突然婚約破棄なんてされたら、世界すべてが変わってしまったかのように感じてしまうものですよね。
昨日までは幸せだった。
でも今日は生きている世界すべてが変わってしまった。
あの頃の私はもういない、かのよう。
それほどにすべてが変わったのだ。婚約者から告げられた一言で。歩んできた道は絶たれ、信じてきたものは壊された。失ったもの、どれも、確かにそこにあったものなのに。

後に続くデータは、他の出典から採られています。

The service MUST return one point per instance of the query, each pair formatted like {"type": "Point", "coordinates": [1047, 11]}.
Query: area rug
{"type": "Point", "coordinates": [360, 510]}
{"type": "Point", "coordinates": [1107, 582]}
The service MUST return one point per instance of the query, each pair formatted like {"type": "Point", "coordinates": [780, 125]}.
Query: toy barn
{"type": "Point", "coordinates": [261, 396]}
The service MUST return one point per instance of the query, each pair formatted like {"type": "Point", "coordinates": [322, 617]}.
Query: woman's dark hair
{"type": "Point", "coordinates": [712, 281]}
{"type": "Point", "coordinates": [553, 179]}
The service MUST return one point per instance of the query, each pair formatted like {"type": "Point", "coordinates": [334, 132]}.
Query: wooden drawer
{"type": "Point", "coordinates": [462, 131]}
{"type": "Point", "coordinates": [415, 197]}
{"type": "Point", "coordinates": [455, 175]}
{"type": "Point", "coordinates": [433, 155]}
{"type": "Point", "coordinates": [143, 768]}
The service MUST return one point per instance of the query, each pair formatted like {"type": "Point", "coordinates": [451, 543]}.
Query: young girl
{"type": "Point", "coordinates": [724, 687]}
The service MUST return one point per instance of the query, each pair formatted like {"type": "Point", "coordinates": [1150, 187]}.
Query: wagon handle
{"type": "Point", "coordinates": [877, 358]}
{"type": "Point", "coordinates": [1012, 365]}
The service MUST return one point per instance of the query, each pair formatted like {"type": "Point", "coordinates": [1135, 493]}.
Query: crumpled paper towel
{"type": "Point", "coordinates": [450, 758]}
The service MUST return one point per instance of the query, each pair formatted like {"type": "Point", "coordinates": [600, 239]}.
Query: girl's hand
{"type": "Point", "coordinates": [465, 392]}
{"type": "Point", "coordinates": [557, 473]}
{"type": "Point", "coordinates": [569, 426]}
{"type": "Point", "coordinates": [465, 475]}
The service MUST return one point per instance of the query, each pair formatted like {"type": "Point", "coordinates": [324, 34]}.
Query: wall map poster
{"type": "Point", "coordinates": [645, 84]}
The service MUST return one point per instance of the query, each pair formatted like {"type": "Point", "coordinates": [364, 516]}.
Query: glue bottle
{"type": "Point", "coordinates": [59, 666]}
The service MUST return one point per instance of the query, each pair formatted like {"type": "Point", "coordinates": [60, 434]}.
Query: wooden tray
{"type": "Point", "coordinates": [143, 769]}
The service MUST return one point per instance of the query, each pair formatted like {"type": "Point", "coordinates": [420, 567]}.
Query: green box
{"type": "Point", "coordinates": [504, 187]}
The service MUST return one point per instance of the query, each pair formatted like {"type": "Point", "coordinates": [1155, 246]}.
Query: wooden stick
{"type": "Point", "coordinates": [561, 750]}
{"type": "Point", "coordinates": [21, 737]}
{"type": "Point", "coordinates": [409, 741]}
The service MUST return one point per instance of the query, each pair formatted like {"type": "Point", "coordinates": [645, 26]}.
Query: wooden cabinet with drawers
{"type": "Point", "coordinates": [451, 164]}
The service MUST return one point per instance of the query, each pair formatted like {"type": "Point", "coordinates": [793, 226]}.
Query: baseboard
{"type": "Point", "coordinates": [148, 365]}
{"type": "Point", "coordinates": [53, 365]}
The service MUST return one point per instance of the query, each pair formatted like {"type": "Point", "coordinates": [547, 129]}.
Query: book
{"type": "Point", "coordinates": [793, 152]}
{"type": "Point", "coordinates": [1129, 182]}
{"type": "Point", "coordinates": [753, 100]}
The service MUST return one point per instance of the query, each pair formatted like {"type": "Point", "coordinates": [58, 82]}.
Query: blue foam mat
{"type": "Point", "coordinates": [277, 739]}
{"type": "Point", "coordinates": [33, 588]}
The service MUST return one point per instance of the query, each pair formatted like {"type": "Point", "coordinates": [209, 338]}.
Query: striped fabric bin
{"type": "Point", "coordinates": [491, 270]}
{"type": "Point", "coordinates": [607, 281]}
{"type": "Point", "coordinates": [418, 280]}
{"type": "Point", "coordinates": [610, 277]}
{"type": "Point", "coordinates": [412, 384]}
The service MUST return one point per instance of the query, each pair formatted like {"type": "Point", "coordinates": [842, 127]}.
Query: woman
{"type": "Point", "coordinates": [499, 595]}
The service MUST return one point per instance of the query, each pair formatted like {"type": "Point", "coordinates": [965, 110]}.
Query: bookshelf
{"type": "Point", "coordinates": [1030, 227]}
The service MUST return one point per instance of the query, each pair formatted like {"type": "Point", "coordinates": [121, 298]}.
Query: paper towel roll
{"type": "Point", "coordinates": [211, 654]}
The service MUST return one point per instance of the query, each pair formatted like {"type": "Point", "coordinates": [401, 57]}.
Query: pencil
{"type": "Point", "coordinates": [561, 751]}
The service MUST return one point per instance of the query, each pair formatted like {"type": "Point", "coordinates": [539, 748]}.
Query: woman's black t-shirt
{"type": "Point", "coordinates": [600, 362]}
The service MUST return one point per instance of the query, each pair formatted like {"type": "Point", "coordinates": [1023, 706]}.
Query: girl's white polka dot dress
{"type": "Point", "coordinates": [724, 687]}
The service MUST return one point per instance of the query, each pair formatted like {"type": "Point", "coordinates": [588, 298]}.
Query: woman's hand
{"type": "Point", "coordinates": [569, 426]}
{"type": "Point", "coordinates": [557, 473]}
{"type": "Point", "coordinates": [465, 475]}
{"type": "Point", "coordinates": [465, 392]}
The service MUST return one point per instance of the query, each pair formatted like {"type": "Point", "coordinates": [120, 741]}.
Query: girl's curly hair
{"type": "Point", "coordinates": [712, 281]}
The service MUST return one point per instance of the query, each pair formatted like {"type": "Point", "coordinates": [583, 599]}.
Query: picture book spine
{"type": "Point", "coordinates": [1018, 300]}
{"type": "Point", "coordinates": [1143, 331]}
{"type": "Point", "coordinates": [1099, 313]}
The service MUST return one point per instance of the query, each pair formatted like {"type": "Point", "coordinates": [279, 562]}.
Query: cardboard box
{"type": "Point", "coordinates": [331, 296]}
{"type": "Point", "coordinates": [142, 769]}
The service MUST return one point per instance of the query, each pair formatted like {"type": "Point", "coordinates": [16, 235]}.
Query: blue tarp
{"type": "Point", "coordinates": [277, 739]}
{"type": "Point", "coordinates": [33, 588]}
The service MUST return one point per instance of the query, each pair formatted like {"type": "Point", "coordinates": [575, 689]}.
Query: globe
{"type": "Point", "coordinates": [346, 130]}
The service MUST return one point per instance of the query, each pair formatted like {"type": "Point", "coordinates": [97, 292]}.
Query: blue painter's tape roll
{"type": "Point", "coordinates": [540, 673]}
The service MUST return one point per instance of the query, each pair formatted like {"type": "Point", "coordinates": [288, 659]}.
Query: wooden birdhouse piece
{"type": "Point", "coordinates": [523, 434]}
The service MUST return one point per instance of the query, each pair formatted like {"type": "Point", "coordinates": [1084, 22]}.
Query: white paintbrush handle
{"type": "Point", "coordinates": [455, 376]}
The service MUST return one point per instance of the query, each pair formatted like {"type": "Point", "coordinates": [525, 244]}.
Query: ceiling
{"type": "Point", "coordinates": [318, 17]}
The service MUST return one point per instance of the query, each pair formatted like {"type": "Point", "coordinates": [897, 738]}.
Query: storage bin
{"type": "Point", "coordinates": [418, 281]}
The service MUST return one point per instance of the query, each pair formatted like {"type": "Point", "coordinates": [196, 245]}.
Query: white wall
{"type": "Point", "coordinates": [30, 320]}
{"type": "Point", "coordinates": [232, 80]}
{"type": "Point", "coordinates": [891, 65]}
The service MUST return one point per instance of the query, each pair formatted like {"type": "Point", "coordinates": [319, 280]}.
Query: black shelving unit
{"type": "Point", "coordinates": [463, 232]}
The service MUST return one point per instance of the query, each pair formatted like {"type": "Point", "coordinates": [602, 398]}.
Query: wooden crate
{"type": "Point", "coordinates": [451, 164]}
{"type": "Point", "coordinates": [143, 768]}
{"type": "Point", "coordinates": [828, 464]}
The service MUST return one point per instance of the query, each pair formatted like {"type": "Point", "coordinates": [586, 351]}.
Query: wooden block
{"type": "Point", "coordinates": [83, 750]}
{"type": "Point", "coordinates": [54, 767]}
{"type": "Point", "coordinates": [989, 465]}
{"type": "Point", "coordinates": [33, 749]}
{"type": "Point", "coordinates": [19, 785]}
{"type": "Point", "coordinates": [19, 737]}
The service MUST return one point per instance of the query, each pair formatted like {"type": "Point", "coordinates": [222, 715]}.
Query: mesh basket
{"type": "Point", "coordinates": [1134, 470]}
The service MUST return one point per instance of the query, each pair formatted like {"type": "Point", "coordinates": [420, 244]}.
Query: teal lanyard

元通りにすることはできなくて。
……それでも、また、朝は来る。
人生とはそういうものだ。
それならばどんな思いをしていようとも定めという自然の流れに従う外ない。
何かを失っても。
何かを手放すことになっても。
それでも必ず来る新しい朝に、人は息をし続けるしかないのである。
だから。
辛いとき、傷ついたとき、そういったときには思いきり泣いて。
そしてまた歩き出すのだ。
どんな苦難も少しずつ進むことで乗り越えてゆくしかない。
◆
あの唐突な婚約破棄から二ヶ月が経った。
暖かかった屋外も今ではすっかり暑くなり、暖かい、なんて可愛いものではなくなっている。
今や世界は夏真っ盛り。
誰もが暑い暑いと口癖のように繰り返すような、そんな季節である。
先日新しい出会いがあった。資産家の男性と。そして今は交際しているところだ。
一度はすべてを失ったけれど、でも、今はそれすらも受け入れて進む決意と覚悟がある。
だからもう何も怖くはない。
ようやく始まってくれた新しい関わり。それを大切にしながら歩むことこそが、今私がすべきことだろう。
私はもう過去を振り返りはしない。
ただ、前だけを見据えて、歩んでゆく。
芽生えたばかりのこの小さな幸せを、育て、大切に抱き締めてゆく。それこそが私の選ぶ道、私の選択。ようやく生まれた希望を手放しはしない。
……ああ、そうだ、そういえば。
あの時私を理不尽に切り捨てた元婚約者の彼だけれど、幸せにはなれなかったようだ。
というのも、あの後少しして出会った女性の罠にかかり、意図せず借金を背負わされたうえその人と結婚しなくてはならないように追い込まれてしまったのだそう。
そうして彼はその女性の言いなりでいることを求められ続けているのだとか。
気の毒に。
……だが自業自得。
どれも彼の選択の結果。
ならばそれは彼が受け入れなくてはならないもの。